Le front fier du dirigeant se couvrait maintenant d'un mince filet de sueur, mince mais réel. Un œil attentif remarquait déjà les signes de fatigue du jeune homme tandis que la résistante semblait rayonner, comme un astre de plus en plus brillant.

Ahelys avait senti la faiblesse croissante de son ennemi, et elle s'en délectait. Elle pouvait même clore ce combat, là, à cet instant. La jeune femme s'éloigna à quelques mètres de l'Empereur et baissa ses épées tandis que son regard se fixait sur un point dans le vague, derrière son adversaire.  Des murmures étonnés parcoururent l'assistance, voulait-elle déclarer forfait ? Était-elle trop faible pour continuer ?

L'Empereur n'était pas dupe. Pris d'une prémonition subite, il frissonna et se jeta sur le côté. Il se redressa avec une grimace et tous les spectateurs poussèrent un cri de surprise : une lame était fichée dans l'épaule du monarque, comme apparue par magie. Le couteau aurait dû atteindre son cœur. Il jeta un regard acéré vers Ahelys puis retira le poignard d'un geste et le jeta dans le sable. Déjà, le sang gouttait de sa blessure et rejoignait le sable.

Ploc.Ploc.Ploc.

L'assistance s'était figée, tous les yeux rivés sur le sourire cruel d'Ahelys immense sur l'écran. Elle jeta un œil sur le public, apprécia les traits tétanisés de peur des plus proches des spectateurs. La jeune femme avança d'un pas et tous eurent un mouvement de recul, sauf Neferlme.

L'Empereur plaquait une main sur sa blessure et fixa les mains de son adversaire avec une lueur de curiosité.

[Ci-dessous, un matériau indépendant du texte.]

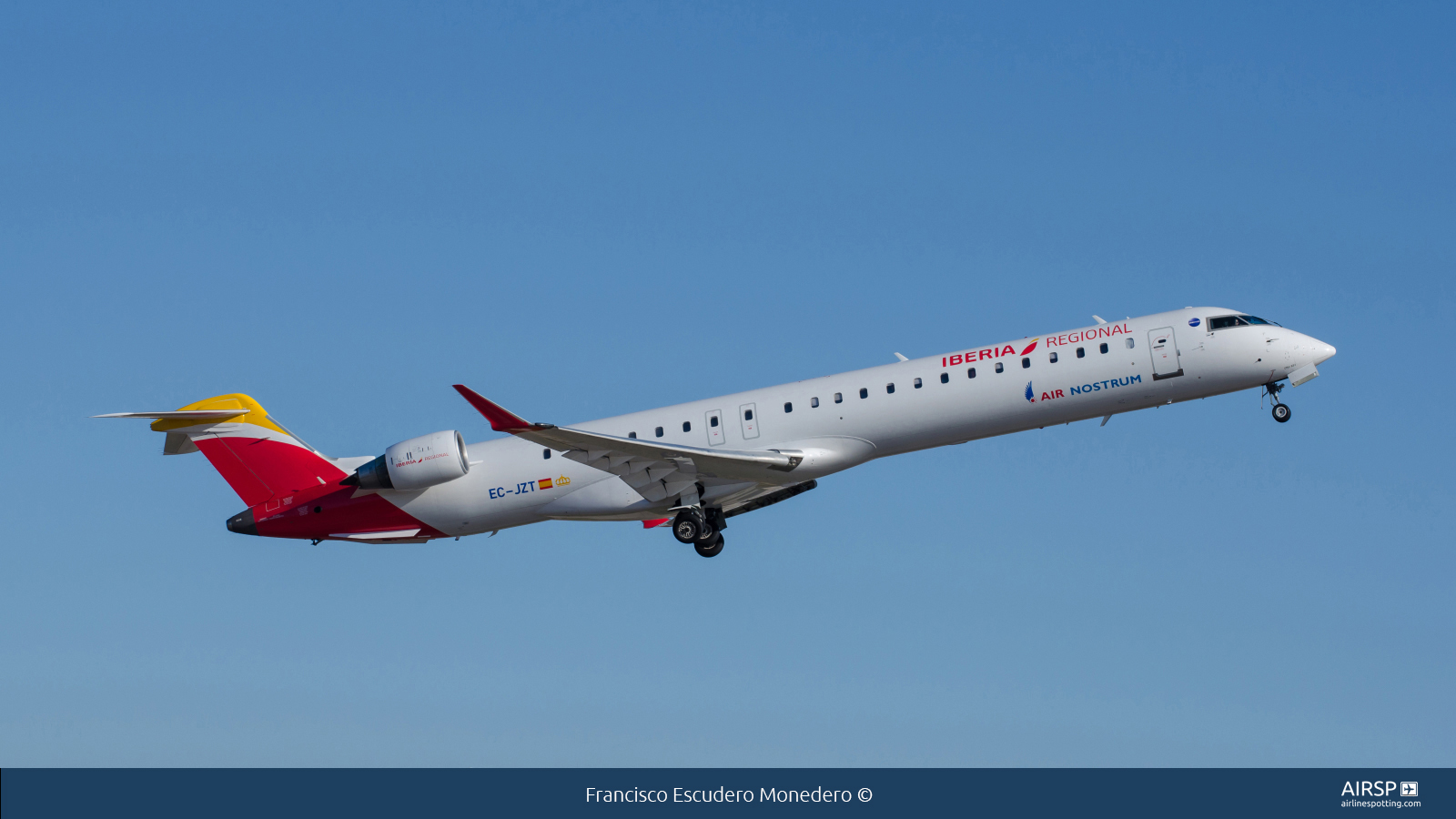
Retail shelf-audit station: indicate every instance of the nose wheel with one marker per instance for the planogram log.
(1280, 409)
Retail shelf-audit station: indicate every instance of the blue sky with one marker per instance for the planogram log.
(582, 210)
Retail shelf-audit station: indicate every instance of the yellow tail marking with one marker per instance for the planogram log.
(235, 401)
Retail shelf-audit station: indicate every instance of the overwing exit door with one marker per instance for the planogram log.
(747, 414)
(1165, 353)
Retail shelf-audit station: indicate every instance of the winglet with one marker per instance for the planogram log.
(501, 419)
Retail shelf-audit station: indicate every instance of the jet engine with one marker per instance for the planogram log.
(415, 464)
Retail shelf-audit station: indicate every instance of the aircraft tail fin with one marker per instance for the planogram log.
(257, 455)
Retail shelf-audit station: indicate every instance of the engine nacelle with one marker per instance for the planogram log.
(415, 464)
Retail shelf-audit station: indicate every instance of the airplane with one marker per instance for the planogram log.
(699, 464)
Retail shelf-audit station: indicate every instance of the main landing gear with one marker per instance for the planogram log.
(1280, 410)
(703, 530)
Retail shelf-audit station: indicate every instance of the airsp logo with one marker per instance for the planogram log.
(1380, 789)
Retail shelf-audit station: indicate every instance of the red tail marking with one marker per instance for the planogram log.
(259, 468)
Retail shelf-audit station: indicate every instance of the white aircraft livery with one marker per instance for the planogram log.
(699, 464)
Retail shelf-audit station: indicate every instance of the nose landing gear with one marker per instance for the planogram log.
(1280, 410)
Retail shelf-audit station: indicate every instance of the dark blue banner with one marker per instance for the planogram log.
(621, 792)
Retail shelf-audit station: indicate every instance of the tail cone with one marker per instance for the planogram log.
(242, 523)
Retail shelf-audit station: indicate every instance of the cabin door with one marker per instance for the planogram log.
(1165, 353)
(715, 428)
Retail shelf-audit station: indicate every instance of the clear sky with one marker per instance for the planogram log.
(592, 208)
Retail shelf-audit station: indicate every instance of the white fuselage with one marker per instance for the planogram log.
(848, 419)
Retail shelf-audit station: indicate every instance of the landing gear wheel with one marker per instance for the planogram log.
(711, 548)
(689, 528)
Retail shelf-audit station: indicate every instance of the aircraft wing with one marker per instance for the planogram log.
(657, 471)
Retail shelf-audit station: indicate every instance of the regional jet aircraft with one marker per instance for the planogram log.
(699, 464)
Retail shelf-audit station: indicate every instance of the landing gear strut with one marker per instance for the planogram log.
(703, 528)
(1280, 410)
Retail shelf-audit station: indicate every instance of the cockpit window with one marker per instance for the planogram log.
(1256, 319)
(1242, 319)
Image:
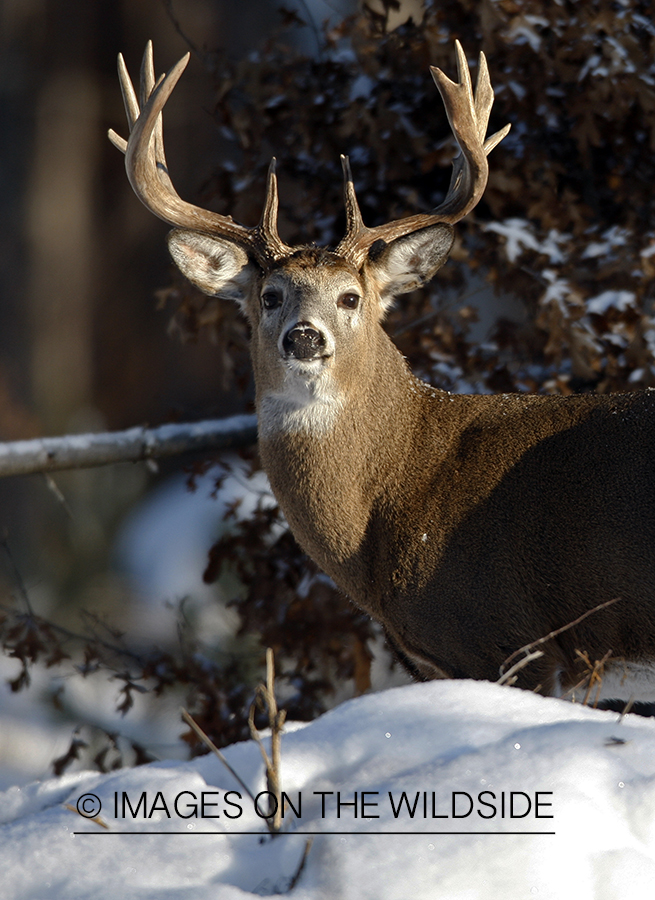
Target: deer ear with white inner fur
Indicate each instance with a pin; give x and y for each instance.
(216, 266)
(409, 262)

—   Tu m'expliqueras ce petit tour quand j'aurai gagné. Mais ce combat n'est pas terminé il me semble, s'écria le monarque.

Il ne prêta alors plus attention à sa plaie, changea son arme de main et partit à l'attaque. Ahelys sous-estima la vitesse de l'adversaire et se courba en arrière avec précipitation pour éviter la pointe. Elle se redressa et répliqua.

Son ennemi ne lui laissait plus aucun répit, il l'assaillait de part en part et cette situation commençait à agacer la jeune femme. Elle ne pourrait pas réitérer son exploit sans un minimum de concentration ! Mais Ahelys ne savait même pas si elle aurait fait mouche : l'Empereur semblait doté d'un sixième sens qui lui avait fait éviter la lame. Puis la résistante ne voulait pas se l'avouer, mais cette attaque avait puisé dans son énergie vitale et elle en était ressortie plus faible.